Newspaper articles and headlines blazed around the world lauding the Great Air Race and the world record flight.  The New York Times editorial of December 12 gushed “Captain Ross Smith has done a wonderful thing for the prestige of the British Empire.  He must be hailed as the foremost living aviator”.  The Melbourne Age wrote “This is one of the greatest flights, if not the greatest, in the history of aviation”.

There are simply no previous comparisons and it could be said that the impact was akin to man flying to the moon, exactly 50 years later. On January 1, 1920, it was announced that both Ross and Keith Smith had been awarded knighthoods by King George V and Shiers and Bennett were awarded bars to their existing air force medals and were made honorary Lieutenants.

On February 24, at Parliament House, Melbourne, Prime Minister Hughes presented the £10,000 cheque to Sir Ross Smith.

With one flight, the planet had effectively become significantly smaller and aviation was heralded as the wonder of the 20th century.  Sir Ross Smith had led the way in a plane constructed of wood, fabric and wire.  For Australia, well, we were no longer this distant and mostly unreachable island at the bottom of the globe, known for its multitude of sheep and little else.  We were Australians and we were bloody good!!

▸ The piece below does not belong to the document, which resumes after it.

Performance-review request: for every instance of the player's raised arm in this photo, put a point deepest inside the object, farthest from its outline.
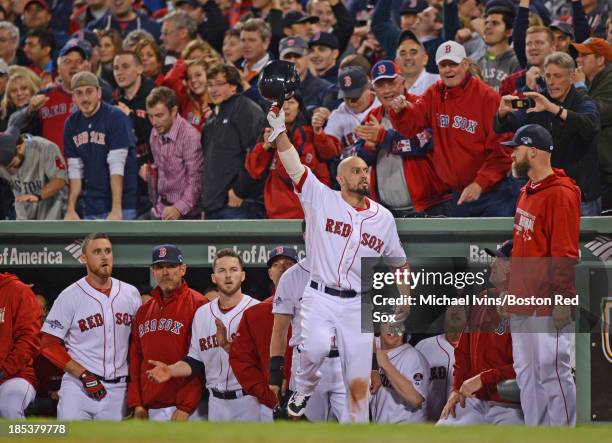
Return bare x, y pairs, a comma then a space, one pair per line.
286, 151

In 1984, the head of Washington’s Smithsonian Institutes’ Air and Space Museum was visiting Sydney and made the following statement for the local press: “In the first fifty years of manned flight (1903-1953), there were ground breaking achievements from the likes of Louis Bleriot, John Alcock, Charles Kingsford-Smith, Charles Lindberg and others but it could be said, and should be said, that Ross Smith’s flight of 1919 was the greatest of them all”.